In the context of the play, Siobhan also serves as the narrator, as well as a “Spirit Guide” version of herself when she appears as a helpful voice in Christopher’s head. It’s a wonderful challenge to have those switches in energy and focus as I change from “Narrator Siobhan” to “Real Life Teacher Siobhan” to “Spirit Guide/Voice in Christopher’s head Siobhan.”
Some have described Siobhan as the “guiding light” in Christopher’s life. How would you describe her? How are you two similar? How are you different?
I could see how people would describe Siobhan as Christopher’s “guiding light,” since she’s such a positive, helpful person in his life. She is a guide, particularly when she appears as a voice in Christopher’s head. In those moments, Christopher has summoned “Spirit Guide Siobhan” to offer reassurance, to help ground and encourage himself, in a funny way, I think Christopher is becoming his own “guiding light.”
While it’s a more complicated relationship, Christopher’s father also really loves and supports him and tries to guide him. Since Ed is with Christopher the majority of the time as the primary parent, that stress, anxiety, and responsibility wears on him. Since Siobhan is not Christopher’s parent or guardian, she naturally has more patience to contend with his ever-active mind.
In terms of similarities to Siobhan, she respects boundaries, enjoys helping others, and also has a goofy, fun sense of play at times, which are qualities I also possess. When it comes to how I’m different from Siobhan, she seems to possess endless patience, which is a quality I strive to have.
What is your biggest challenge in playing Siobhan? What is the most rewarding part?
Siobhan talks A LOT in this play, which is certainly a fantastic challenge as an actor. There’s a lot of text I’m conveying to the audience as the narrator, and also as a go-between interpreter for Christopher and the audience. I set certain goals for myself every night, in terms of sensibility, dialect, speaking quickly but intelligibly, etc., which keeps me engaged and alert. As an actor, I never want to go on auto-pilot and serve “last night’s leftovers” to an audience. I want to serve up a fresh, immediate performance in response to their attendance that night and what my fellow actors onstage are doing onstage that evening.
The most rewarding part is seeing Alexander Stuart onstage each night as Christopher. At the end of the play, I feel immense pride, joy, and hope for Christopher.
What does Siobhan understand about/see in Christopher that others might not?
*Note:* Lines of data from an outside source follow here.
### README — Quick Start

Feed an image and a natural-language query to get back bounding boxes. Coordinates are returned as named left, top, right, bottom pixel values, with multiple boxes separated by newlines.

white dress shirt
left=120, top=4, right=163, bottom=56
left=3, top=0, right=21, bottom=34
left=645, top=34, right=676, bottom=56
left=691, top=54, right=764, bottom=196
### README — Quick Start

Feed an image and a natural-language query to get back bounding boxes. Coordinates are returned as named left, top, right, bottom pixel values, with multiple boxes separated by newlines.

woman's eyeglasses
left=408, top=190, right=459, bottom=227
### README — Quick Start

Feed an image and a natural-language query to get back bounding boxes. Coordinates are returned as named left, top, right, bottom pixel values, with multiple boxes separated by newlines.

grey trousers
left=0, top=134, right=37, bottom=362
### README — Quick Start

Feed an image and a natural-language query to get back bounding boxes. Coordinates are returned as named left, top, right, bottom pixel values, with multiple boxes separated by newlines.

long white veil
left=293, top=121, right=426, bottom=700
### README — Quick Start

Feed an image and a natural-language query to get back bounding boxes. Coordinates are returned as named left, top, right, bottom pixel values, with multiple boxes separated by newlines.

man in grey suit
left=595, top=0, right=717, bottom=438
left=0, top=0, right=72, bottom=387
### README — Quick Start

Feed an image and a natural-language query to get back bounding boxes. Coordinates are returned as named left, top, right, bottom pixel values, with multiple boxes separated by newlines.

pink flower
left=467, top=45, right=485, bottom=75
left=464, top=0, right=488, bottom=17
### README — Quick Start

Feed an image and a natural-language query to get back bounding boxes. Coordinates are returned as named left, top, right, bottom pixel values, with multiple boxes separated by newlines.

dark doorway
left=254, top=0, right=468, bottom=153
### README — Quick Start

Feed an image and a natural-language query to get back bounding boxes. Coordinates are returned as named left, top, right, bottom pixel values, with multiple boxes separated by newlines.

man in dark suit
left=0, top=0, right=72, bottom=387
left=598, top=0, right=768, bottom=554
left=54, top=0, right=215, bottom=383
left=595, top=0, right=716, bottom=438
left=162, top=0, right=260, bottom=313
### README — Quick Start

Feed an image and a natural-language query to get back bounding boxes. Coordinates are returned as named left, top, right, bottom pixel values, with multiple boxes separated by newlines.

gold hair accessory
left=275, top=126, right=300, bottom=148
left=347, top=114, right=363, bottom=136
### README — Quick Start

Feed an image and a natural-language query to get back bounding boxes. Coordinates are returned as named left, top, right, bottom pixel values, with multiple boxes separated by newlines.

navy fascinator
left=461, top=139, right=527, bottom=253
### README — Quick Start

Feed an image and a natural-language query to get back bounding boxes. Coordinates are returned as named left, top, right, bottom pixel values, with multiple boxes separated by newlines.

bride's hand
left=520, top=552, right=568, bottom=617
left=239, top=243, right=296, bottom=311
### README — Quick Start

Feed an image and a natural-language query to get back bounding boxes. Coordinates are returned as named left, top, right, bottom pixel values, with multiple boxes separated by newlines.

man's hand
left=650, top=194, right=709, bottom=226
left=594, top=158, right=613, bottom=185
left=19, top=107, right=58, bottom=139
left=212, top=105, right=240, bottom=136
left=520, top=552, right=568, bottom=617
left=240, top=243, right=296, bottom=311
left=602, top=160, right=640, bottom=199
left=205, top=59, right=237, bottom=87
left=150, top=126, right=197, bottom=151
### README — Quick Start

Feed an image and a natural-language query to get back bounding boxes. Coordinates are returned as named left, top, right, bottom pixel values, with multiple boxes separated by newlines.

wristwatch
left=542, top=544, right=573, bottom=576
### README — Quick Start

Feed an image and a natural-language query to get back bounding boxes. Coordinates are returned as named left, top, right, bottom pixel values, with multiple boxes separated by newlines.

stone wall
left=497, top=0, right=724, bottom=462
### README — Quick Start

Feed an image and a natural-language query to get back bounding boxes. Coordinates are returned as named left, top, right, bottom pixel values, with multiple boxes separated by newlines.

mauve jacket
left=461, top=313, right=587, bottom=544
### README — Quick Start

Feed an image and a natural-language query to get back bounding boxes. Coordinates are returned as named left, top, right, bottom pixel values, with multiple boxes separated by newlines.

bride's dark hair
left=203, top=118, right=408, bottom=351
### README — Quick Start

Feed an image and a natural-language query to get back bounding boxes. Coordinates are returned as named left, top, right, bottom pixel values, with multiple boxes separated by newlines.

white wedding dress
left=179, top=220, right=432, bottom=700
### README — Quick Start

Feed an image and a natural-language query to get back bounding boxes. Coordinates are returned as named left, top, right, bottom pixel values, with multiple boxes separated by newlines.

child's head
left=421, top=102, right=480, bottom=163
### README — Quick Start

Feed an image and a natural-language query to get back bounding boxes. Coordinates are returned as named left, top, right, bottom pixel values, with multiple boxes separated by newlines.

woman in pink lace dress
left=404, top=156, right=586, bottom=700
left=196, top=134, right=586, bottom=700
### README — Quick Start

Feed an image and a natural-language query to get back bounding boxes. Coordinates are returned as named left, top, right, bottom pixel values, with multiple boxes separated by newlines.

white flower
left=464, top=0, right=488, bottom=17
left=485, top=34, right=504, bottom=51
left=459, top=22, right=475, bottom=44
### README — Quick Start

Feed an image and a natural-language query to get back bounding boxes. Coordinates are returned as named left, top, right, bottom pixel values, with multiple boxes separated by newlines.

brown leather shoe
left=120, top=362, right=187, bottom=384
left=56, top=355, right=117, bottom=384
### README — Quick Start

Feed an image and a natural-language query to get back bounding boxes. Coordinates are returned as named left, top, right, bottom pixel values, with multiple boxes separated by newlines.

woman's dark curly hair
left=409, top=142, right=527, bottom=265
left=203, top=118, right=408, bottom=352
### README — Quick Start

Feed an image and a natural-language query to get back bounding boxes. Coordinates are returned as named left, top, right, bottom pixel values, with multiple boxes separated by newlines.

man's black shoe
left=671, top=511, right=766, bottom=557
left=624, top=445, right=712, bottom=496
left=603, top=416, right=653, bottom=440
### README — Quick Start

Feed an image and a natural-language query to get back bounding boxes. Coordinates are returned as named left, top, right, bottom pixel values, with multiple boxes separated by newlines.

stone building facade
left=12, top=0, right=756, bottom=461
Siobhan recognizes Christopher’s extreme intelligence and his ability to think outside the box. She also sees the potential pitfalls he might experience from being on the spectrum and tries to coach him through those more challenging moments and situations.
What is your favorite moment or scene in the play?
It changes every night…Stuey – Alexander Stuart – has been clicking his toes together joyfully on a particular line recently – almost like a reverse Dorothy in The Wizard of Oz – which I’m currently deeply charmed and delighted by, as is Siobhan.
Why do you think that people are so drawn to this play/story?
It’s a true hero’s journey about someone who feels that they are different and that they don’t fit in, which is something I think we’ve all felt – middle school, anyone?
With perseverance and grit, Christopher is able to grow over the course of the play, utilizing his differences as strengths, and despite dealing with some difficult and painful situations, he does triumph. It’s beautiful, heartbreaking, and hopeful all at once.